Es ist zudem keinesfalls ein Zufall, dass nur drei weibliche Acts (JEWEL, SHERYL CROWE und Morrissette, über die sich Durst lustig machte) beim Festival auftraten. Keine davon gehörte der Crossover-Bewegung an und sie kamen auch nicht aus den Grunge- oder Funpunk-Szenen, die beim Woodstock ’94 noch dominiert hatten und von denen jetzt nur noch wenige wie BUSH und The Offspring übrig waren.
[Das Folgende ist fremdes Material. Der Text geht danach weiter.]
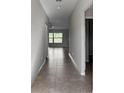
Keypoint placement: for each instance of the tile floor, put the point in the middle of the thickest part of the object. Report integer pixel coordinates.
(60, 76)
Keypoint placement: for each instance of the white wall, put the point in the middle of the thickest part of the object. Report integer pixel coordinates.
(77, 34)
(39, 42)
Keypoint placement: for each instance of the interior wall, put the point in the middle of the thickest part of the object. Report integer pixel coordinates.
(39, 40)
(65, 38)
(77, 34)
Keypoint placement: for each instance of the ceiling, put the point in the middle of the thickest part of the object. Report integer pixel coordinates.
(59, 12)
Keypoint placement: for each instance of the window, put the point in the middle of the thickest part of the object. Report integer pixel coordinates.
(55, 37)
(58, 37)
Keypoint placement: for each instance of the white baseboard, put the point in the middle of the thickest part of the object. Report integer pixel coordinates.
(73, 61)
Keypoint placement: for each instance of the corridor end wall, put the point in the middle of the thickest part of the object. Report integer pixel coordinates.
(39, 40)
(77, 35)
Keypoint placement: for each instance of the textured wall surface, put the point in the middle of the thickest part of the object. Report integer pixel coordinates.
(39, 38)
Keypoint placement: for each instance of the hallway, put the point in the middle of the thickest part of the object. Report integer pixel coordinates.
(60, 76)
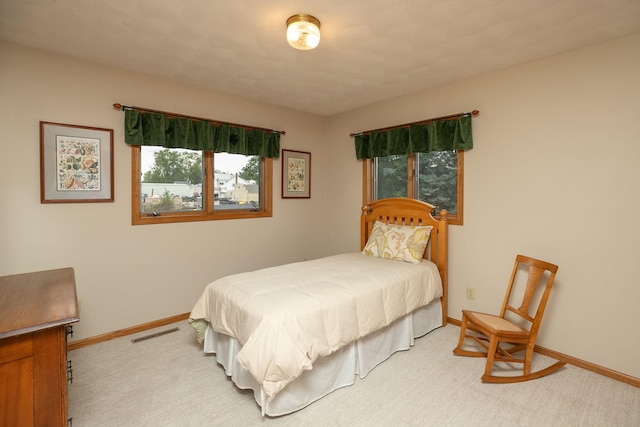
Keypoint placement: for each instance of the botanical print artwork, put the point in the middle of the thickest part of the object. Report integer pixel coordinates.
(296, 174)
(78, 163)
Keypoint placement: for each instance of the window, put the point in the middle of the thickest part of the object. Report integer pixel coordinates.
(435, 177)
(180, 185)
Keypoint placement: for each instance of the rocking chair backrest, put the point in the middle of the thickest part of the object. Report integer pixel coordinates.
(525, 306)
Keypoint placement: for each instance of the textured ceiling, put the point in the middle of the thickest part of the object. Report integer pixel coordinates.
(371, 50)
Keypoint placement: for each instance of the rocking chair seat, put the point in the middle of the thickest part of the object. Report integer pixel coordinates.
(492, 331)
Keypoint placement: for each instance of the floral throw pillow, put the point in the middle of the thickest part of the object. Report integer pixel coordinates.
(397, 242)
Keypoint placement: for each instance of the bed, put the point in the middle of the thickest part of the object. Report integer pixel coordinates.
(295, 333)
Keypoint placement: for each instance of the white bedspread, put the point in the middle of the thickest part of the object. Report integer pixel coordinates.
(288, 316)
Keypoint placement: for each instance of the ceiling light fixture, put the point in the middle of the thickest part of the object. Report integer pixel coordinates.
(303, 31)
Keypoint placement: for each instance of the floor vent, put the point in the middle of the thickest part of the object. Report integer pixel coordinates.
(157, 334)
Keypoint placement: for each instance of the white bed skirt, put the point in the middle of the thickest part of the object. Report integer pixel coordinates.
(331, 372)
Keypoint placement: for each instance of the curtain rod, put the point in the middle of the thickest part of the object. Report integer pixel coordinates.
(420, 122)
(148, 110)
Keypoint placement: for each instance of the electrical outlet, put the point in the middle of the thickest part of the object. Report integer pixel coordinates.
(471, 293)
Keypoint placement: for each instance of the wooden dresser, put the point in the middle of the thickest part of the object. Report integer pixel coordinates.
(35, 312)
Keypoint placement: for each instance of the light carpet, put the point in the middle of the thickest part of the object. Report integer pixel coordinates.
(169, 381)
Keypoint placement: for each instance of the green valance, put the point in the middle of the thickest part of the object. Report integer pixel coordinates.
(439, 135)
(147, 128)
Von Woodstock III führte der Weg der Jugend direkt weg vom Rock hin zum Hiphop.

Um derlei Katastrophen in Zukunft zu verhindern und Wut in politische Bahnen zu lenken, ein paar Vorschläge:
– Songtexte, die das individuelle Unwohlsein mit den gesellschaftlichen Missständen verknüpfen, um Veränderung ins Auge zu fassen
– kein kommerzieller Nihilismus stattdessen DIY bei Festivals
– nützliche Politisierungen wie hier durch die Anti-Waffen-Gruppe unterstützen, nur bitte keine potentiellen Waffen verteilen
– Frauen in die Musiker- und Fanszenen integrieren
– Feminismus muss sich von der akademischen Mittelschicht lösen und braucht Organisationen in der Unterschicht. Sonst bleibt er verhasstes Establishment.